Worst chant ever to invoke the spirit of a long dead blood ancestor: “Come Chakabazz come! Come Chakabazz come! Come Chakabazz, come Chakabazz, come Chakabazz come!”
Written and Directed by Robert O’Hara
Starring: Rochelle Aytes, Golden Brooks, Keith David, Shawn Michael Howard, DB Woodside
75% of this movie was really good. Director Robert O’Hara knows how to film and piece together a movie. His camera shots were thought out, his use of techniques like dissolves, fades, and montages within a single camera shot were imaginative and effective. The actors were top notch throughout the film even as it devolved towards the end. Stand-out performances include the gorgeous Golden Brooks (“Beauty Shop”2005) as Karen , the only cousin at the family reunion not looking for a hand-out, Shawn Michael Howard (“Next Day Air” 2009)as Simpson, the game programmer looking to buy a satellite with his inheritance, and Keith David (“Chain Letter” 2010, “Crash” 2004, “The Thing” 1982) as the family patriarch with bad intentions. My favorite, biased as I may be, was DB Woodside (President Wayne Palmer on “24”, the best show ever before “Dexter” was made.) He’s just a really good actor who may even be to refined to play Henry, the undefeated fighter looking for his own share of any money available. He pulled it off, of course, I just want to see him in something more dramatic, more serious. He has some serious chops and someone should be tripping over themselves to give him a bigger role. He has “Leading Man” dripping off of him.

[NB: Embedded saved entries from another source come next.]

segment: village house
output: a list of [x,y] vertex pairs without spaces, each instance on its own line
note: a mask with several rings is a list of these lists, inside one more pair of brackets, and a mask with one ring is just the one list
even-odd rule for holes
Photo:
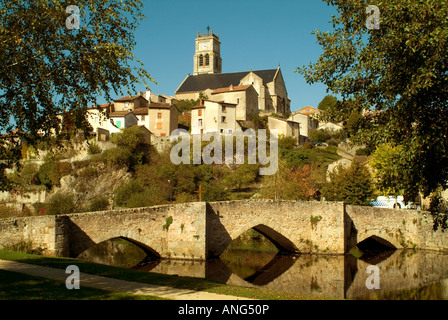
[[277,130],[277,138],[293,137],[296,145],[300,143],[300,125],[298,122],[273,116],[268,116],[269,130]]
[[[302,110],[305,111],[305,114],[302,113]],[[288,118],[288,120],[299,123],[300,126],[299,144],[309,142],[310,131],[319,128],[319,121],[317,121],[312,115],[313,112],[310,112],[310,110],[306,112],[306,108],[304,108],[299,111],[293,112]]]
[[258,114],[258,94],[252,85],[219,88],[211,92],[211,98],[236,104],[236,120],[252,120]]
[[[148,107],[148,119],[144,124],[155,136],[165,137],[178,128],[179,109],[170,103],[151,102]],[[141,115],[144,116],[144,115]],[[143,122],[143,118],[141,118]]]
[[239,128],[234,103],[201,99],[191,110],[191,134],[232,134]]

The story started off interesting enough. The synopsis above that I pulled from the movie’s website is exactly what the film is about and is legitimately intriguing. The characters are all believable and their motivations for being at the reunion make sense. (That is, except for the white couple who are there to help out Simpson, they’re obviously the “token” white folk, and like the red-shirted security guys in Star Trek, are the first to go. Kudos on that one, Mr. O’Hara!) The Chakabazz mythology was interesting too. He’s sort of like a black Jesus who came to save the slaves with the only caveat being that he required human sacrifice to bring them deliverance. I looked for some truth to this myth online and couldn’t find any in my usual stomping grounds, so I don’t know if it has any basis in history (which would have been really cool) or if this is something O’Hara made up. Either way it had great potential.
But from the moment we see the ritual garb of the modern-day followers of Chakabazz, the story begins losing its credibility and consequently its momentum, until finally it falls to that chant I mentioned above. I hand it to all of the actors for getting through that scene, and wonder why someone, anyone, involved with the production failed to point out that this part of the movie was beyond ridiculous.
I’d like to say that The Inheritance was a fantastic film. It certainly showcased elements that are found in fantastic films. Unfortunately, absurdity beat a good story over the head and turned what could have been a great movie into something that is only ok.